O acordo entre a União Europeia e o Mercosul é um êxito comercial e um fato geopolítico da maior importância. O Mercosul faz pela primeira vez um acordo de envergadura com um dos principais blocos econômicos e o mundo fica a saber que este existe e que está ativo. Para a parte europeia este acordo significa uma nova parceria econômica, numa geografia até agora desvalorizada pelos países mais desenvolvidos. Todavia, mais do que o interesse econômico para ambos os blocos, o acordo é um tremendo e inesperado sucesso político com repercussões globais.
Primeiro ponto, o acordo surge em contracorrente. Ao fim de vinte e cinco anos de negociação, e numa época de ascensão das políticas protecionistas, o acordo comercial é um fato político com o seu quê de extraordinário. Enquanto o mundo se fecha, a Europa a e a América Latina (uma boa parte dela) abrem-se ao comércio. Só por esta razão, o acordo alcançado merece celebração. Segundo ponto, enquanto o novo presidente norte-americano fala de tarifas e de restrições às importações, a Europa e a América do Sul falam de cooperação econômica. Enquanto a ideia de “Tornar a América Grande Outra Vez” parece ser a de impor uma espécie de tributo imperial (a que chamam tarifa), a Europa e os países do Mercosul falam em vantagens mútuas na colaboração econômica. Finalmente, terceiro ponto, enquanto as medidas restritivas ao comércio atingiram 12, 7 por cento das importações nos países mais desenvolvidos (números da OCDE), a Europa e o Mercosul resolvem baixar tarifas.
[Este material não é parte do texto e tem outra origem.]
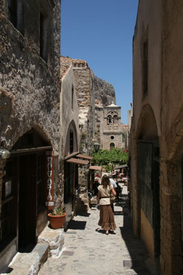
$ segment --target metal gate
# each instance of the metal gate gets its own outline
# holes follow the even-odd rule
[[[154,256],[160,254],[159,147],[157,142],[141,141],[139,144],[141,207],[154,229]]]

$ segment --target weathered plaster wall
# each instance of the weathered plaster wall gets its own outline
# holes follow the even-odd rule
[[[160,142],[162,272],[183,270],[183,3],[162,1],[162,101]],[[178,42],[176,42],[178,41]],[[182,247],[181,247],[182,243]],[[168,264],[167,264],[168,263]]]
[[[160,135],[161,1],[140,1],[134,35],[133,102],[135,131],[143,107],[150,102]],[[138,15],[139,14],[139,15]],[[143,41],[148,32],[148,95],[143,96]]]
[[[158,135],[154,137],[159,137],[160,152],[160,274],[163,275],[180,274],[183,268],[182,23],[181,1],[156,1],[156,3],[150,1],[139,1],[133,51],[134,113],[130,150],[131,198],[134,229],[138,234],[141,215],[136,139],[149,139],[152,133],[156,132]],[[142,100],[142,70],[139,69],[142,67],[141,45],[143,30],[147,25],[149,89],[148,95]],[[149,126],[151,122],[154,125],[156,122],[157,130]],[[145,230],[145,226],[143,230]],[[146,243],[148,245],[148,241]],[[149,251],[151,248],[149,248]]]
[[[56,159],[60,141],[60,1],[55,0],[55,7],[45,0],[23,3],[24,35],[8,19],[8,1],[0,3],[0,146],[10,151],[18,139],[31,129],[53,145],[57,201],[60,185]],[[47,63],[40,56],[40,13],[42,9],[47,12],[49,22]],[[1,161],[1,198],[4,165]],[[38,219],[36,234],[42,229],[40,223],[45,224],[45,214]]]
[[[0,26],[3,148],[10,150],[20,136],[34,128],[58,152],[60,3],[56,2],[51,18],[56,33],[50,38],[47,63],[40,57],[39,28],[36,28],[39,26],[40,4],[33,0],[25,3],[23,36],[8,20],[8,3],[3,2]]]
[[[79,117],[78,106],[75,91],[74,76],[72,63],[61,57],[61,91],[60,91],[60,167],[61,179],[60,201],[63,205],[64,194],[64,157],[69,155],[69,129],[75,126],[76,133],[74,143],[74,152],[79,148]],[[72,89],[73,89],[72,106]],[[75,128],[75,127],[74,127]]]
[[[92,76],[86,62],[84,65],[84,67],[73,67],[73,73],[79,107],[80,139],[82,136],[84,138],[84,142],[80,142],[80,150],[87,155],[93,151],[95,109]]]

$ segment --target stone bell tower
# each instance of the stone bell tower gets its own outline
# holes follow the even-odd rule
[[[121,129],[121,107],[112,102],[104,107],[103,131],[103,149],[122,148],[122,131]]]

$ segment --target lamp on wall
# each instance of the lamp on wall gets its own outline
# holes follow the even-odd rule
[[[10,156],[10,152],[8,150],[0,149],[0,159],[6,160]]]
[[[98,142],[95,142],[93,146],[94,146],[94,149],[95,151],[95,153],[97,153],[98,151],[99,150],[100,144]]]

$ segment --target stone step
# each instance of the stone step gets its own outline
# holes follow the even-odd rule
[[[9,265],[6,274],[36,275],[49,256],[49,243],[38,243],[30,253],[18,252]]]

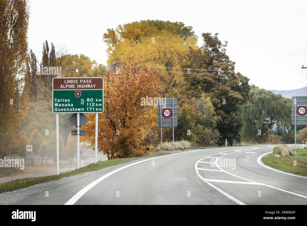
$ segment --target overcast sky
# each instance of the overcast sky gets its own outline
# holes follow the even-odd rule
[[[107,28],[141,20],[180,21],[192,26],[199,37],[219,33],[228,41],[235,70],[251,84],[279,90],[307,86],[307,70],[301,68],[307,40],[305,0],[32,0],[30,4],[29,48],[40,61],[47,39],[56,47],[64,45],[69,53],[105,64],[102,37]]]

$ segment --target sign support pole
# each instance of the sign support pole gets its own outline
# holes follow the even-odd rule
[[[96,113],[96,122],[95,126],[95,164],[97,164],[97,150],[98,138],[98,113]]]
[[[172,99],[172,107],[173,108],[172,109],[172,111],[173,112],[172,113],[172,116],[173,116],[173,142],[175,142],[175,140],[174,139],[174,99]]]
[[[162,103],[160,103],[160,124],[161,126],[161,143],[163,143],[162,139]]]
[[[60,174],[60,164],[59,153],[59,113],[56,114],[56,175]]]
[[[295,151],[294,153],[296,154],[296,97],[294,97],[295,103],[294,105],[294,139],[295,145]]]
[[[77,169],[80,168],[80,113],[77,113]]]

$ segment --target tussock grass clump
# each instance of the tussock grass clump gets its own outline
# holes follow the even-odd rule
[[[164,142],[160,144],[155,149],[155,151],[184,151],[191,149],[191,142],[187,141],[180,141],[174,142]]]
[[[293,152],[290,147],[286,145],[282,145],[274,147],[273,149],[273,153],[277,155],[286,156],[293,154]]]

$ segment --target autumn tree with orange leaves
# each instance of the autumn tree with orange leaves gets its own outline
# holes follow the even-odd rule
[[[142,106],[146,95],[159,97],[157,75],[143,65],[128,61],[113,65],[104,77],[104,112],[99,114],[98,148],[108,159],[143,155],[148,149],[147,136],[157,132],[157,110]],[[95,114],[84,126],[83,138],[95,142]]]

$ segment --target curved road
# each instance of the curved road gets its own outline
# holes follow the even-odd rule
[[[52,199],[36,195],[28,204],[307,204],[307,177],[257,161],[272,149],[230,147],[145,159],[52,189]]]

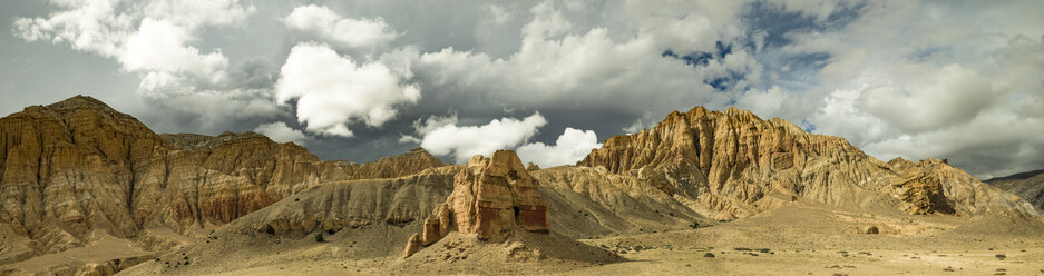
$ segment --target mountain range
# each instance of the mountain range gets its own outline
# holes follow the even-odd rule
[[[243,248],[316,233],[353,240],[339,254],[399,255],[468,167],[422,148],[355,164],[254,132],[155,134],[84,96],[27,107],[0,118],[0,272],[197,274],[211,270],[168,269],[195,269],[188,256],[209,256],[193,267],[235,268],[230,260],[274,256]],[[842,138],[735,108],[674,111],[608,138],[575,166],[525,172],[539,183],[552,233],[568,239],[725,226],[796,204],[1028,228],[1044,208],[1041,171],[983,183],[946,160],[886,162]],[[914,235],[904,224],[875,227]],[[84,252],[92,254],[74,257]],[[172,254],[184,265],[160,263]]]

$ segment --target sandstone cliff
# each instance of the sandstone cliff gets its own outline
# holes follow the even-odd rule
[[[453,193],[425,219],[423,230],[406,246],[404,257],[438,241],[451,230],[500,239],[516,229],[548,231],[547,201],[540,183],[529,176],[518,155],[497,150],[477,155],[453,177]]]
[[[90,97],[0,118],[0,224],[27,237],[17,262],[90,244],[92,229],[216,228],[324,181],[391,178],[442,164],[422,149],[372,164],[320,161],[253,134],[157,135]],[[152,241],[150,241],[152,243]],[[160,243],[163,244],[163,243]]]
[[[735,108],[674,111],[652,129],[609,138],[577,165],[648,179],[719,219],[760,213],[760,201],[772,191],[911,214],[979,214],[995,207],[1036,215],[1025,201],[940,160],[886,164],[845,139]]]
[[[1037,209],[1044,209],[1044,170],[1034,170],[986,180],[994,187],[1026,199]]]

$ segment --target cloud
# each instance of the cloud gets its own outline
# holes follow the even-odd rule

Estes três pontos são suficientes para fundamentar o que quero dizer: o acordo é um êxito político, para a Europa, para o Mercosul e para o mundo.
Isto dito, gostaria de acrescentar que este acordo é mais importante para a Europa, que pretende recuperar um pouco do protagonismo que perdeu ultimamente nos assuntos mundiais. Por um lado, a vantagem econômica parece-me absolutamente evidente. Nos últimos vinte anos o mercado das empresas europeias no espaço Mercosul passou de 35% para 18% (números do antigo diretor da divisão de comércio da comissão europeia). Quase metade. Este acordo visa justamente por fim a esse declínio. Por outro lado, implícito a este acordo está também a disputa geopolítica. Nas palavras de um analista do Conselho Europeu “todo o atraso suplementar no acordo reaproximará a América Latina da órbita da China — no melhor cenário.” Isso mesmo. O acordo entre os dois blocos comerciais tem uma forte dimensão estratégica.
A aprovação pela Comissão Europeia não é o fim do caminho. Falta ainda a aprovação do Conselho (que tem de ter maioria qualificada de mais de 15 países e de 65% da população) e a aprovação do Parlamento Europeu. Mas, neste momento, qualquer falhanço na aprovação subsequente do acordo seria um desastre político de consequências muito negativas para a Europa. Conheço a oposição francesa e as resistências de outros países. Mas os argumentos não me convencem. No meu ponto de vista, a aceitação ou rejeição deste acordo terá um profundo significado político para o projeto europeu — recusá-lo significa aceitar o declínio; aceitá-lo significa lutar contra ele. O acordo mostra ao mundo que o Mercosul existe; para a Europa o acordo mostra que esta quer continuar a existir no mundo.